# Happy Birthday Jrs!!



## Ciddian (Mar 15, 2006)

Heeeeeyyy... Saw you are having a b-day today! 

Happy birthday!


----------



## pat3612 (Jan 29, 2008)

Happy Birthday JRs to your health and happiness .Pat


----------



## jrs (Mar 18, 2006)

Thank you everyone. Pretty low key day for me. I am trying to keep it subtle because next year is my mid-life crisis bday! In other words I am in the market for a sports car, a taupe(sp???) and a really young hot gold digger mistress!


----------



## wtac (Mar 17, 2006)

Happy B-day!!!

I hear what yer say'n, 39yrs meself .

I'd prefer athe Aston Martin V12 Vantage w/the watch that locks/unlocks it over arm/eye candy...yeah baby!!!


----------



## hojimoe (Mar 7, 2008)

lol you guys, 

happy bday Jrs, hope you do something fun today!
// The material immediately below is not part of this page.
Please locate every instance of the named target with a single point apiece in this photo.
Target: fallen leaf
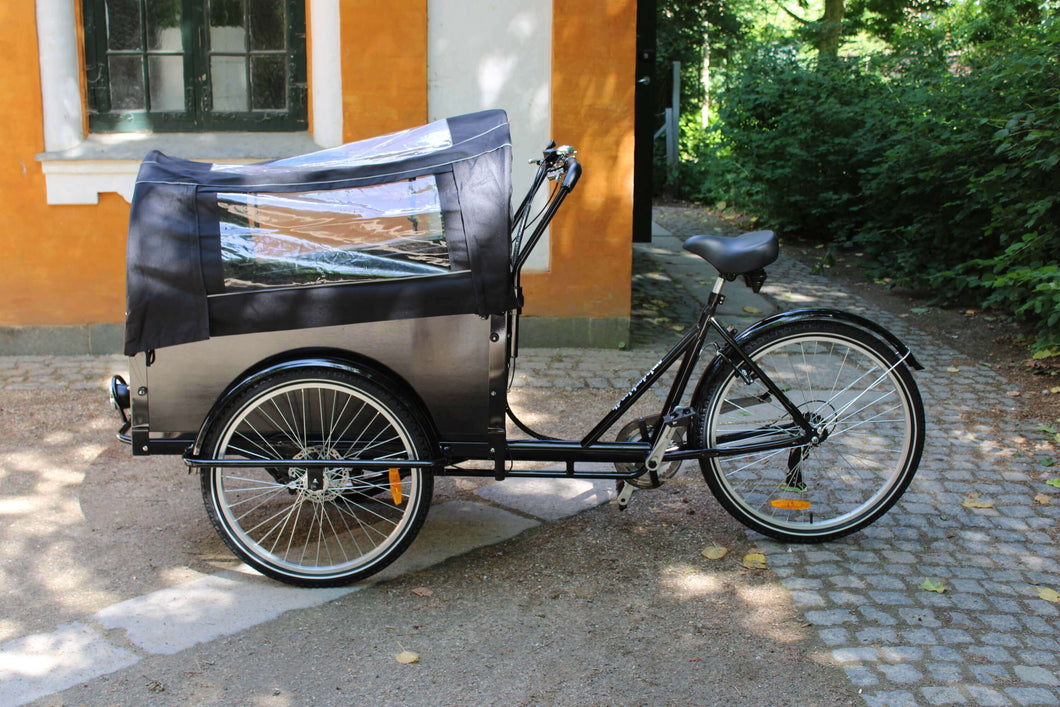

mid-life crisis, just don't buy the shell and chasis to a 1967 shelby 427 cobra like my dad did back when I was in grade 7, now I'm done college and he's done bugger all to it, and it about to sell it.... and get a testarossa 

that damn cobra has been in our garage, for darn near 9 years lol.... we haven't parked in our garage in over 15 years ...he had a boat before that! LOL...again needed to repair it, it was a 24' ciggarette cruiser lol


----------



## wtac (Mar 17, 2006)

I think it's part of the Y chromosome to get a "toy" to work on .


----------



## xr8dride (Feb 24, 2009)

I know it's your birthday and all but you're biting my hairstyle!!! Have yourself a good one. *cheers*


----------